You see, when we come together week by week to worship God, we ascribe to God the Glory and Honor that is due God’s Name. We recognize God's worth to us. God's value is infinite, absolute, the ultimate worthiness of our lives. But what of your value as part and parcel in the act of worship? To me this is the key to our worship. We learn in these songs we sing, in these Holy Writings we listen to week by week, even on occasion, in a decent sermon or two, and above all in the sacrament; that God’s life has been and is being given for us in order that we might learn not of God’s worth alone, but our own as well. For insofar as God's worth is infinite, absolute and the ultimate reality of life, so too we come to discover the same of ourselves. 
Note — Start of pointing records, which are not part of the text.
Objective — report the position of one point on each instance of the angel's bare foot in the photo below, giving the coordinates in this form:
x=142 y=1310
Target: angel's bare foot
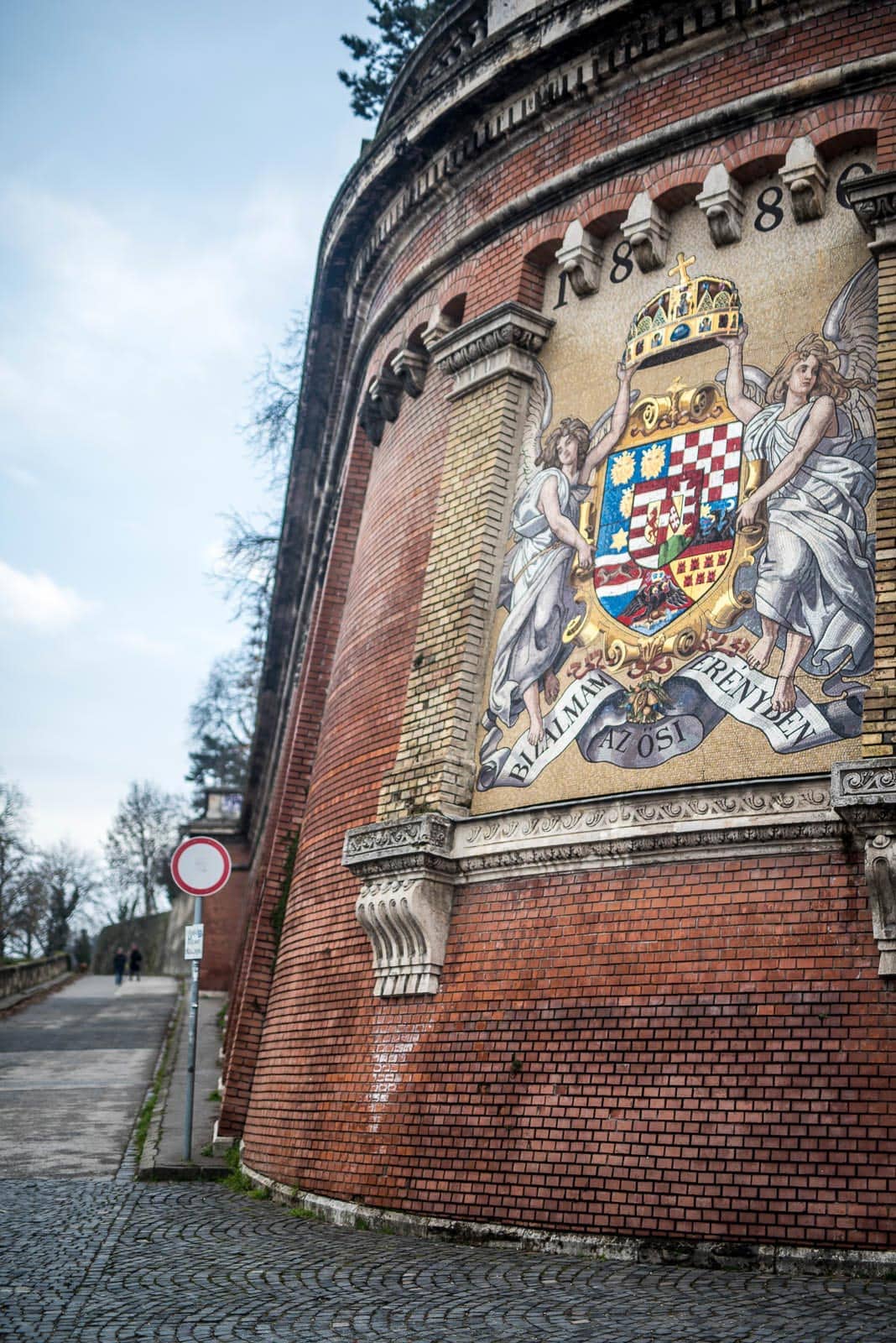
x=535 y=729
x=785 y=695
x=761 y=653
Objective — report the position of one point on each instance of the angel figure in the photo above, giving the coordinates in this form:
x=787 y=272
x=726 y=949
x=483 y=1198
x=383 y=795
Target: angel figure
x=815 y=433
x=535 y=579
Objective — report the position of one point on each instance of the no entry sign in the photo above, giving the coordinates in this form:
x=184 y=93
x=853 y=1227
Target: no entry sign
x=201 y=866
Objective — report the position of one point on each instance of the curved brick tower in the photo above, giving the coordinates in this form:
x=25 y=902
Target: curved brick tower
x=573 y=794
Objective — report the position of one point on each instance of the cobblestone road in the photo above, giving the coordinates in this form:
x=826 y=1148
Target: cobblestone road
x=107 y=1260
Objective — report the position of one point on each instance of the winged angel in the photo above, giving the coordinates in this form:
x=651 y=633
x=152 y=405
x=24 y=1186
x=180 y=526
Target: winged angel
x=535 y=579
x=813 y=425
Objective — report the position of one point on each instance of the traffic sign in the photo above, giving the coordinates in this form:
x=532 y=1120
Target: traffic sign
x=201 y=866
x=194 y=942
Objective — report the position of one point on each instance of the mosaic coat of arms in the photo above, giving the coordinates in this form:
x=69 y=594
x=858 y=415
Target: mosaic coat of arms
x=696 y=554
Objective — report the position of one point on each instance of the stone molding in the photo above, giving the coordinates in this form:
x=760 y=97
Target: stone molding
x=864 y=794
x=873 y=201
x=411 y=866
x=405 y=899
x=506 y=339
x=806 y=179
x=721 y=203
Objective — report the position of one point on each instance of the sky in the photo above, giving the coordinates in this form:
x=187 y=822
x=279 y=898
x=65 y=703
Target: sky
x=165 y=171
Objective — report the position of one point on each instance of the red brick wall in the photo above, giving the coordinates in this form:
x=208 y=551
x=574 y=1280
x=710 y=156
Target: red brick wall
x=224 y=917
x=685 y=1049
x=696 y=1049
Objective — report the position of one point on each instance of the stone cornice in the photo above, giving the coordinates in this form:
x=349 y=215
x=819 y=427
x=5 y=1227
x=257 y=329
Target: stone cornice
x=506 y=339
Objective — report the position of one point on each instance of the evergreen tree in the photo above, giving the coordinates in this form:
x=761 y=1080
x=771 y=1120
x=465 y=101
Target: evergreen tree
x=399 y=26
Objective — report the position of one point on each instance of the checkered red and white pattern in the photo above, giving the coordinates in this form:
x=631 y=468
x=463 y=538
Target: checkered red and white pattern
x=714 y=450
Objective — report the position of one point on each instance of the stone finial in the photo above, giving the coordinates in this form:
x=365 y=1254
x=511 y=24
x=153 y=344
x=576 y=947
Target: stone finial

In today’s first lesson, what upsets Elijah and this whole business of the prophets of Baal is that the folks had gone off to worship graven images. They had forgotten God. They actually had forgotten much more than what can be understood merely to be a petulant and jealous God. No, there is much more to this contest between the prophets of Baal and Elijah than a bit of trickery as to who could make the carcass of a bull ignite in flames. 

What had happened is that the folks had forgotten their own worth in the eyes of God. For what really matters to God is that we understand our worth to God as much as God’s worth to us. Instead off we go chasing after some graven image or another time and again throughout our history.

In our own time, what is the object of our worship? What is our bottom dollar? In colloquial idiom we call it The Almighty Dollar as if it were a god to us. Take a good look at Wall Street; you may notice that there is a bull ensconced there and there are those whose greed and love of money reaches such an extent that the bull of Wall Street becomes an idol and an object of worship to many. I needn’t point out to you that at the bottom of the crash of 1929 or 2008 was greed gone wild. Time and again we need to learn and relearn that such misdirected worship will always come crashing down upon itself. 



In today’s Epistle, Paul notices a similar phenomenon. Have the folks forgotten the Gospel so soon? Are they chasing after other gods so quickly. Has the Gospel message become so quickly confused with the secularism of their time?

And what of today’s Gospel? It seems appropriate that a soldier comes to the fore on Memorial Day weekend. Jesus is astonished at his faith. In fact the entire Gospel passage is astonishing. This particular soldier has a profound respect for the Jewish People. That’s unusual right there. An occupation force is more likely to despise the people and the place it occupies and vice versa. But not so here. In fact, this particular Centurion was instrumental in building the Synagogue. Therefore both the Jewish elders and the Centurion have a profound respect and admiration for one another. For this particular Centurion, the slave who was sick was of deep value to him. The people were of value. Even their God was of value to him. And more than that Jesus was of value. He knew that as he gave orders to his soldiers, so too, all Jesus had to do was give the word. 



This is astonishing! Jesus said that nowhere in all of Israel had he seen such faith. Here was a man who understood what it meant to worship. Worship led him to value people, even if they were slaves, or a foreign people who worshipped a foreign God. For this particular Centurion people were of much more value than the whole pantheon of Roman gods. Nowhere had Jesus seen such faith. 

This soldier got it. This is what Jesus had come to teach us; "Love one another."

How astonishing indeed! Think of the foreigner in your life. Think of the slave and the poor and how well they are treated and spoken of. Think of those who worship God differently than we do. How well do we honor “the other” in our time and in our nation? 

Our lives are of immeasurable value to God. All lives do; domestic and foreign. However crumpled, sullied by sin or stomped on by oppression and violence, in the eyes of God we all remain of infinite value.

The Psalmist wants us to “sing a New Song to God”.
The Psalmist wants us to “worship the God in the beauty of holiness.” For then we shall see the beauty of holiness.
Then we shall see the holiness of all God's people.
"Sing to God a new Song!"


In the Name of God, the most holy, undivided and everlasting Trinity.